Joe Alwyn hopes people can empathize with the “difficulties” of navigating his publicized split from Taylor Swift and respect his decision to remain tight-lipped about their involvement.
“I would hope that anyone and everyone can empathise and understand the difficulties that come with the end of a long, loving, fully committed relationship of over six and a half years,” he told the Times in an interview published Saturday, making his first official comments following their separation. “That is a hard thing to navigate.”
“What is unusual and abnormal in this situation is that, one week later,” he added, “it’s suddenly in the public domain and the outside world is able to weigh in.”
Further explaining how being in the spotlight made the split so unique, Alwyn, 33, continued, “So you have something very real suddenly thrown into a very unreal space: tabloids, social media, press, where it is then dissected, speculated on, pulled out of shape beyond recognition.”
“And the truth is, to that last point, there is always going to be a gap between what is known and what is said.

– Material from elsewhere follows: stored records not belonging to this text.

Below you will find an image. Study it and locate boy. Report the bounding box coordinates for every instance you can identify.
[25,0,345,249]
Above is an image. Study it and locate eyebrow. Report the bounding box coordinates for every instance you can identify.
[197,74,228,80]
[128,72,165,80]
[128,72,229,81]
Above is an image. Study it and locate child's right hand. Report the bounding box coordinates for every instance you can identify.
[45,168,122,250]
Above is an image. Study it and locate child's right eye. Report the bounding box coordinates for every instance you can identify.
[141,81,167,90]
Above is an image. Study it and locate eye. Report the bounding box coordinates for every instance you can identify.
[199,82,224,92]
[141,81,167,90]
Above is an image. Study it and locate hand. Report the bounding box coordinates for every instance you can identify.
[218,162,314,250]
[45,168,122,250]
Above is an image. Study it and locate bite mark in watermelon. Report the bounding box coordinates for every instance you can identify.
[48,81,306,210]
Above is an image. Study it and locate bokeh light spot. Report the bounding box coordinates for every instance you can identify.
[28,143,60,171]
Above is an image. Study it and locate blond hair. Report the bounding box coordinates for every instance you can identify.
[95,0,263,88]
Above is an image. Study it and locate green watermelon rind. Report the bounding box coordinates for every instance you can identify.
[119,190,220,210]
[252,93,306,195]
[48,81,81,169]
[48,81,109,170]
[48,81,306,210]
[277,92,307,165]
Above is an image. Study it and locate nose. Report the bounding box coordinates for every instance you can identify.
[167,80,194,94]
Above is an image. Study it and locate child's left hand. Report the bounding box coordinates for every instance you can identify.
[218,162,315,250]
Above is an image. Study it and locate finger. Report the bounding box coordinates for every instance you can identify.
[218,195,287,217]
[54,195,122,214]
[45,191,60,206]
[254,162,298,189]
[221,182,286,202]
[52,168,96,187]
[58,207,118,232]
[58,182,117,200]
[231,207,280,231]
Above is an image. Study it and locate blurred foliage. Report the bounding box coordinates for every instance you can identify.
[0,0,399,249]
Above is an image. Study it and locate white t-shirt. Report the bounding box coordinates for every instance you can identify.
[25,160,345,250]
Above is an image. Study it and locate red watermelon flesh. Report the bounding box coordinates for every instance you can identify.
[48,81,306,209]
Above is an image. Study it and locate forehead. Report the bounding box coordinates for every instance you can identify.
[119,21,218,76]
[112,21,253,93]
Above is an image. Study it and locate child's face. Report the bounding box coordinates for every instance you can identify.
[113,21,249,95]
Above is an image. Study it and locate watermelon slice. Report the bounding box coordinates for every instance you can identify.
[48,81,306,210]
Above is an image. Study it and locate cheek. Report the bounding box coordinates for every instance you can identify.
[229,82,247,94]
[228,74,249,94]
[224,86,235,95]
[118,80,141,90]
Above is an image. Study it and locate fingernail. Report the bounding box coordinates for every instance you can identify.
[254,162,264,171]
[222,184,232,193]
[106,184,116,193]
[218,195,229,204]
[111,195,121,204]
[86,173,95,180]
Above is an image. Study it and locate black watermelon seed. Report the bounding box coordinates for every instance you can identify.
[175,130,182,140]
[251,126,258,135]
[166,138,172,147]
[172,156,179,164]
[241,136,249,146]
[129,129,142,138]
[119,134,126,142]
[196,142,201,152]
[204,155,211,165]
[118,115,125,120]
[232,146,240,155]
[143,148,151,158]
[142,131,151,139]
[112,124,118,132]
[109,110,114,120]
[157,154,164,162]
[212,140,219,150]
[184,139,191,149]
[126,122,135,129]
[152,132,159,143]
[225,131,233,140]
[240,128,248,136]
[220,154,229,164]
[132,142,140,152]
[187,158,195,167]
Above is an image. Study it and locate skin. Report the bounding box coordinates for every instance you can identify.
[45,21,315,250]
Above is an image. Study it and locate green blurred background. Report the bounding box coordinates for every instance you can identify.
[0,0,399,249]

I have made my peace with that.”
Swift, 34, said she understood that dating her meant never knowing true peace during a 2020 interview with Paul McCartney for Rolling Stone.
“I, oftentimes, in my anxieties, can control how I am as a person and how normal I act and rationalize things, but I cannot control if there are 20 photographers outside in the bushes and what they do and if they follow our car and if they interrupt our lives,” she noted. “I can’t control if there’s going to be a fake weird headline about us in the news tomorrow.”
“But I think that in knowing him and being in the relationship I am in now, I have definitely made decisions that have made my life feel more like a real life and less like just a storyline to be commented on in tabloids,” she added without mentioning her then-beau’s name.
“Whether that’s deciding where to live, who to hang out with, when to not take a picture — the idea of privacy feels so strange to try to explain, but it’s really just trying to find bits of normalcy.”